Frente al misterio hay dos posturas: se niega o actúa a manera de acicate; aunque podría haber una tercera: lo veo pero no me provoca ninguna reacción, no me interesa. Esta última posibilidad se me antoja inhumana; más propia de una “ameba”, como decíamos de chicos para mencionar a algún compañero totalmente indolente y sin energía, épocas en que el concepto discriminación no estaba tan en boga.

 

El problema viene cuando tenemos en cuenta el misterio; cuando forma parte consciente de nuestra vida y se manifiesta en la acción, en la conducta, en los hechos. Es como que tenemos necesidad de apoyarnos en algo o en alguien para enfrentar lo que el misterio nos propone.

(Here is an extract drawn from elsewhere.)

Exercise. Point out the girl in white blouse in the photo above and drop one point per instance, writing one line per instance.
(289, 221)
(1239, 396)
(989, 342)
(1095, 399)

Y comienzan, entonces, los cuestionamientos.

 

Si nos gusta tanto la vida, ¿por qué la muerte?

Si detestamos el sufrimiento, ¿por qué tanto y tan profundo?

Si necesitamos trascender, ¿por qué el apego a la inmanencia?

 

Profundizar en el misterio nos hace más sabios, más vitales, más solidarios, más verdaderos.

Huir del misterio nos ahonda más en nuestra mediocridad, en nuestra ignorancia, en nuestro egoísmo pero, al menos, lo hacemos conscientemente.

 

Ignorar el misterio: es una estupidez, es inhumano, porque no enfrentamos una realidad que nos rodea por todos lados estando a nuestro alcance, con el uso de nuestras facultades distintivas en el reino de la naturaleza, la posibilidad de plenificarnos como personas.

 

Dios quiera regalarnos esa ansia de querer saberlo todo, esa curiosidad que ennoblece, esa búsqueda constante de la verdad en nebulosa pero apasionantemente deseada por lo escondida y esquiva.